Eine ganze Reihe mittelbarer volkswirthschaftlicher Nachtheile läßt sich gar nicht in Zahlen ausbringen, berührt aber gleichfalls die wichtigsten Interessen der Gesellschaft. Dahin gehören: Ungleichheit in der Vertheilung der Militär- und Abgabenlasten, Abdrängung der Industrie auf unnatürliche Bahnen, Verkümmerung des freien Verkehrs unter den Völkern („Freihandel und Militärherrschaft schließen einander gegenseitig aus“), Bedrückung der arbeitenden Classen, Beförderung der Verarmung. So ist denn aus dem Wehrstand ein böser Zehrstand geworden und eine wahre Landplage für den Nähr- und Lehrstand. Würde der Druck der Militärlasten beseitigt und andererseits die Freiheit der Arbeit und des Erwerbs anerkannt, so wäre damit die sociale Frage fast gelöst. Gegenüber den Militärstaaten sind die Schweiz und die Vereinigten Staaten die beredtesten Zeugen; bei stehenden Heeren hätten sie sicherlich nicht die jetzige Stufe ihres Wohlstandes erreicht. Ihnen zunächst steht England, wo wenigstens nur Geworbene dienen.

Blicken wir nun auf die den Truppen selbst erwachsenden Nachtheile, so fällt uns eine erschreckende Menschenverschwendung in die Augen. Die Conscription wirkt verheerender als Pest und Cholera. Ungesunde Lebensweise, Zusammenpfropfung in Casernen, körperliche Überanstrengung und Aufreibung führt häufige Erkrankung herbei und rafft viele Leute fort, besonders die der Einreihung nicht entgangenen Schwächlichen und Untauglichen.

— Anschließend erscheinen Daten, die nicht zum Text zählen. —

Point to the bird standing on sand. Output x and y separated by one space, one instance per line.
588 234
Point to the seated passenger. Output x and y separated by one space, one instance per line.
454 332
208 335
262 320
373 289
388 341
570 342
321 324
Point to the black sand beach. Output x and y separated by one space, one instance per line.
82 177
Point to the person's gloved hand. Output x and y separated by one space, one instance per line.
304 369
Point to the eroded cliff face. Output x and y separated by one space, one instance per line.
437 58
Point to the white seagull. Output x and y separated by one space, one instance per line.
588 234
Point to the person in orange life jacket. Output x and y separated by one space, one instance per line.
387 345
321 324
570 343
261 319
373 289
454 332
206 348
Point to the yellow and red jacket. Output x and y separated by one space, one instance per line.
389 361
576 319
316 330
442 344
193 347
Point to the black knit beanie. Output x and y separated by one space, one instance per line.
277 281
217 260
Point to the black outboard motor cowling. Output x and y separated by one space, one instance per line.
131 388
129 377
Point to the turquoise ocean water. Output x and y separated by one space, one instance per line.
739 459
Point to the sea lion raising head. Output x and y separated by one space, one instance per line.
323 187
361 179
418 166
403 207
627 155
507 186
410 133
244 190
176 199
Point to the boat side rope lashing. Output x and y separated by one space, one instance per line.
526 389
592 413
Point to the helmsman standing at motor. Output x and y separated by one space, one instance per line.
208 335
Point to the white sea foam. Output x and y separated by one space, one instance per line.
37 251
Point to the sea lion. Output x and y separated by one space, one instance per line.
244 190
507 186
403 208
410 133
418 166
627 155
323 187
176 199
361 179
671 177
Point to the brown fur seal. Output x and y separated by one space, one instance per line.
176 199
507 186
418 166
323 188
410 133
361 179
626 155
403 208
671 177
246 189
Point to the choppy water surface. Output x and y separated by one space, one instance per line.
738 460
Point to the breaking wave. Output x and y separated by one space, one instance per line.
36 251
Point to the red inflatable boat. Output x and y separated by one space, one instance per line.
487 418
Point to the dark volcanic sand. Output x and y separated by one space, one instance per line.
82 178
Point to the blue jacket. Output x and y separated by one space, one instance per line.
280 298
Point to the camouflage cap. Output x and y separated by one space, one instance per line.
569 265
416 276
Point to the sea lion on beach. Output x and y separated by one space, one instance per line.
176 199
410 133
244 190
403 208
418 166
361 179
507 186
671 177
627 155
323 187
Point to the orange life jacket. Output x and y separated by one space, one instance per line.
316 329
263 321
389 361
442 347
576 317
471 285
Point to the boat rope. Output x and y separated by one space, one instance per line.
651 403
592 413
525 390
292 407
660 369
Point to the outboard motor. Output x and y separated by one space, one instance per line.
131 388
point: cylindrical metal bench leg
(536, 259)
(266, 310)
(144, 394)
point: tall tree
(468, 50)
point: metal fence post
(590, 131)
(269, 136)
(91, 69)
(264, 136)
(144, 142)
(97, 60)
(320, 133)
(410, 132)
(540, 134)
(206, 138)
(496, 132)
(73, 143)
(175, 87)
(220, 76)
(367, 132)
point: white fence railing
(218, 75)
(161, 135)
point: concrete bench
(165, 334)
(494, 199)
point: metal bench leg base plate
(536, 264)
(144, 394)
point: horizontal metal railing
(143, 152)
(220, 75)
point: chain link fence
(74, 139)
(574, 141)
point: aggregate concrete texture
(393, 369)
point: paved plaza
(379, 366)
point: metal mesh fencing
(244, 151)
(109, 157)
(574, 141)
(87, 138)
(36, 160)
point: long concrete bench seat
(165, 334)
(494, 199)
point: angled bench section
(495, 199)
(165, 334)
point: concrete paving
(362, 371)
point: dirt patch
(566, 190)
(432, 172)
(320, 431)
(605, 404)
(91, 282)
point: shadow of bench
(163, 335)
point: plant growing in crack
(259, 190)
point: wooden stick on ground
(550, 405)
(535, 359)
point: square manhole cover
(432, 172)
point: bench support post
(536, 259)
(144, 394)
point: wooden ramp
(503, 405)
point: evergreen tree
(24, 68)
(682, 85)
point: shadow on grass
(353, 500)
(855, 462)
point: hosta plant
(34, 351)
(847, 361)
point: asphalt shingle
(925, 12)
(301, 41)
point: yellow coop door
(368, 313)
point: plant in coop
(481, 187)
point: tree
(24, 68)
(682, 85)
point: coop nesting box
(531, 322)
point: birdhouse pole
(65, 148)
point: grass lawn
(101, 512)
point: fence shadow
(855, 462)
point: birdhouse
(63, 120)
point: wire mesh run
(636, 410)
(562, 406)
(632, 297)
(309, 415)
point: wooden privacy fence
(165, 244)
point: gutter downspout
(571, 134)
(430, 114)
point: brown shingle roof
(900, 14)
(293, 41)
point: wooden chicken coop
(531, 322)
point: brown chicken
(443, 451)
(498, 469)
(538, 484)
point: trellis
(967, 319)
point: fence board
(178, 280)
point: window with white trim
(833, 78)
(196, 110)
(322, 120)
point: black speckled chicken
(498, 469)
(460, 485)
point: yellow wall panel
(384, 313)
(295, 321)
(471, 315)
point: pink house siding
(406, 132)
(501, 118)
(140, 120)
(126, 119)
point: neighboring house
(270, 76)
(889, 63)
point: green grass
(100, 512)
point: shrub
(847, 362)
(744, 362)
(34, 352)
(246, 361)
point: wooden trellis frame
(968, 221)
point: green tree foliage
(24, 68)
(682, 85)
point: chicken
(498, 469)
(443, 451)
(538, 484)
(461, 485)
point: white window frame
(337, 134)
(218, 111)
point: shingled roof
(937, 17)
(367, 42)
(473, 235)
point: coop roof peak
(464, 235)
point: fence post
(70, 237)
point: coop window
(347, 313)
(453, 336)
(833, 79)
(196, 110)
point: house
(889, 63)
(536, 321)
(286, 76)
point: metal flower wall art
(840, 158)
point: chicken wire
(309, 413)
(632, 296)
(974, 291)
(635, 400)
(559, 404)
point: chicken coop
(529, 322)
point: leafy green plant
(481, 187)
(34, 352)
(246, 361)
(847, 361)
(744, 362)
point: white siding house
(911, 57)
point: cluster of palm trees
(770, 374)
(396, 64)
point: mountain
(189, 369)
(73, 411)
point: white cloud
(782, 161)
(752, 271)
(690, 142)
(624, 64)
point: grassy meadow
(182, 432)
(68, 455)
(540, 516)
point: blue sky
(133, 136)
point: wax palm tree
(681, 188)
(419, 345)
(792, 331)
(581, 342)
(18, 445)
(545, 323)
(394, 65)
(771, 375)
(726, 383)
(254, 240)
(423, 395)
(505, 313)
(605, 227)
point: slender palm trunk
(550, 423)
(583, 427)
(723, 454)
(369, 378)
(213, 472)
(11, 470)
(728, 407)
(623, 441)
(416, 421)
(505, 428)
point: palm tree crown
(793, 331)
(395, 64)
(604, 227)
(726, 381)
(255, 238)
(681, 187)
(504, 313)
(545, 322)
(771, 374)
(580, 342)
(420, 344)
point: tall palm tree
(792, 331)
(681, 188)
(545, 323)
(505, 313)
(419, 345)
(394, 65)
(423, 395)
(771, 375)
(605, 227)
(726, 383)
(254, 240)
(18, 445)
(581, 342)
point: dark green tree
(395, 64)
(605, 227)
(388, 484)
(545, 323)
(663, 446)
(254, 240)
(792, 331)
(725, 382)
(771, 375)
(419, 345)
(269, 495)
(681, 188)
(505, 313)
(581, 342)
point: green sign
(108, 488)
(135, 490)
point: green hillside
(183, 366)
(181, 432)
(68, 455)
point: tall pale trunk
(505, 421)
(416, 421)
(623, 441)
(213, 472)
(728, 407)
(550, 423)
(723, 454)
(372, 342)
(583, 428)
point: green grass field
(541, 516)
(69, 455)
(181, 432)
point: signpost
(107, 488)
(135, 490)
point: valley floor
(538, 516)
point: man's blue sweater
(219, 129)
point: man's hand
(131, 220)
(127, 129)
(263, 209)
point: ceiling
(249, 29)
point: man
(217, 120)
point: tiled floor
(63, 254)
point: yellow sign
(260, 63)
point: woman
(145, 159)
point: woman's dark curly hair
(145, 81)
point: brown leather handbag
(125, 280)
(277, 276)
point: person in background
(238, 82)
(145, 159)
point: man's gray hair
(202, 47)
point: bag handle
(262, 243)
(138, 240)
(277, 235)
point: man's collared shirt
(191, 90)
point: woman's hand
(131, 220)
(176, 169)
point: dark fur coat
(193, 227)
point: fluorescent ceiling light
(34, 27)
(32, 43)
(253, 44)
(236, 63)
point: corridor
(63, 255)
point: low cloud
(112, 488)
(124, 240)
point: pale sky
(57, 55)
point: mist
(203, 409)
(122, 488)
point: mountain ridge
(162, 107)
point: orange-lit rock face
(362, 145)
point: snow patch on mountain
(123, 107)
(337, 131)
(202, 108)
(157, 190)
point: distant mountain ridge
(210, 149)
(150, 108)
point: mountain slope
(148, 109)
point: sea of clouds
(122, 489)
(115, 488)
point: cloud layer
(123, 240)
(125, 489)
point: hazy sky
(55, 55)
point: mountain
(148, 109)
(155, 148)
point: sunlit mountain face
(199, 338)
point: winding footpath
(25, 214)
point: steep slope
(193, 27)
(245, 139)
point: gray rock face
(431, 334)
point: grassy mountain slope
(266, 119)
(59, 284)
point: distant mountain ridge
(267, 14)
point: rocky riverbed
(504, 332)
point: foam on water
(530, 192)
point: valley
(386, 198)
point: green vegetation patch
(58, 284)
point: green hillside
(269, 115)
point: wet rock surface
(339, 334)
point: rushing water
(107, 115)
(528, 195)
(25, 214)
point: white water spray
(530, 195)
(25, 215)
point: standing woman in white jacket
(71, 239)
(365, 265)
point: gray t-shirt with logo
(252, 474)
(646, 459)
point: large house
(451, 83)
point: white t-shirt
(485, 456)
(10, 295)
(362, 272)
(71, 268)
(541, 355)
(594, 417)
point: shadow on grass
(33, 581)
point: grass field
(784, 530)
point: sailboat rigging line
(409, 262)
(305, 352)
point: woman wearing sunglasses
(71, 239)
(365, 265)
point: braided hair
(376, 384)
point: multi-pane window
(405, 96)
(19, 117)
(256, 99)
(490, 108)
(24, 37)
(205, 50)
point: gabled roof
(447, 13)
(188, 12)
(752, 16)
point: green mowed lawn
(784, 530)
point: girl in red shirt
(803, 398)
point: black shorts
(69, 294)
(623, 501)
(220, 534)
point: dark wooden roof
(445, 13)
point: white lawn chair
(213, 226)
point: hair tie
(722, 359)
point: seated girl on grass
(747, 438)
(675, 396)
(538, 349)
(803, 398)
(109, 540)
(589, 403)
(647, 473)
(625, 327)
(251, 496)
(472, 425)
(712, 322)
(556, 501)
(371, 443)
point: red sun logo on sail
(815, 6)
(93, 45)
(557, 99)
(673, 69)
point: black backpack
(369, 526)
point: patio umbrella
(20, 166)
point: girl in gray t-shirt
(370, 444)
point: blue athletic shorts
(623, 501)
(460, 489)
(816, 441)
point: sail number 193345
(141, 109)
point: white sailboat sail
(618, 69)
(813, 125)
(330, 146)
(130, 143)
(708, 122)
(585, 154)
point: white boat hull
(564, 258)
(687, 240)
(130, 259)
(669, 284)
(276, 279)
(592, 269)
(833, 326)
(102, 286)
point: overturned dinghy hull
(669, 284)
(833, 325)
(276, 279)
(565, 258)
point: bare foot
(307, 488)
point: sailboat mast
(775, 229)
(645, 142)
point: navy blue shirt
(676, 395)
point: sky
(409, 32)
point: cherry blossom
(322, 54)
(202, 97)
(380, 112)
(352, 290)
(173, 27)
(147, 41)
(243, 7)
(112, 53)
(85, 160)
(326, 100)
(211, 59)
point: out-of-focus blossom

Die Sterblichkeit unter den Soldaten ist sogar im Frieden um die Hälfte größer, oft doppelt so groß, als bei der übrigen Bevölkerung, obgleich sie den eigentlichen Nahrungssorgen entrückt sind und ursprünglich doch meist nur die Kräftigern zum Dienst genommen werden. Im Kriege vollends werden durch Krankheiten weit mehr Soldaten getödtet, als durch feindliche Waffen. Am günstigsten ist das Sterblichkeitsverhältniß noch in Preußen, wegen der kurzen Dienstzeit. Frankreich dagegen verliert im Frieden jährlich etwa zwei Soldaten auf einen Bürgerlichen, und Rußland gar begräbt jedes Jahr 40 bis 50,000 Opfer des bewaffneten Friedens. Nicht selten auch treibt die Verzweiflung den Soldaten zum Selbstmord.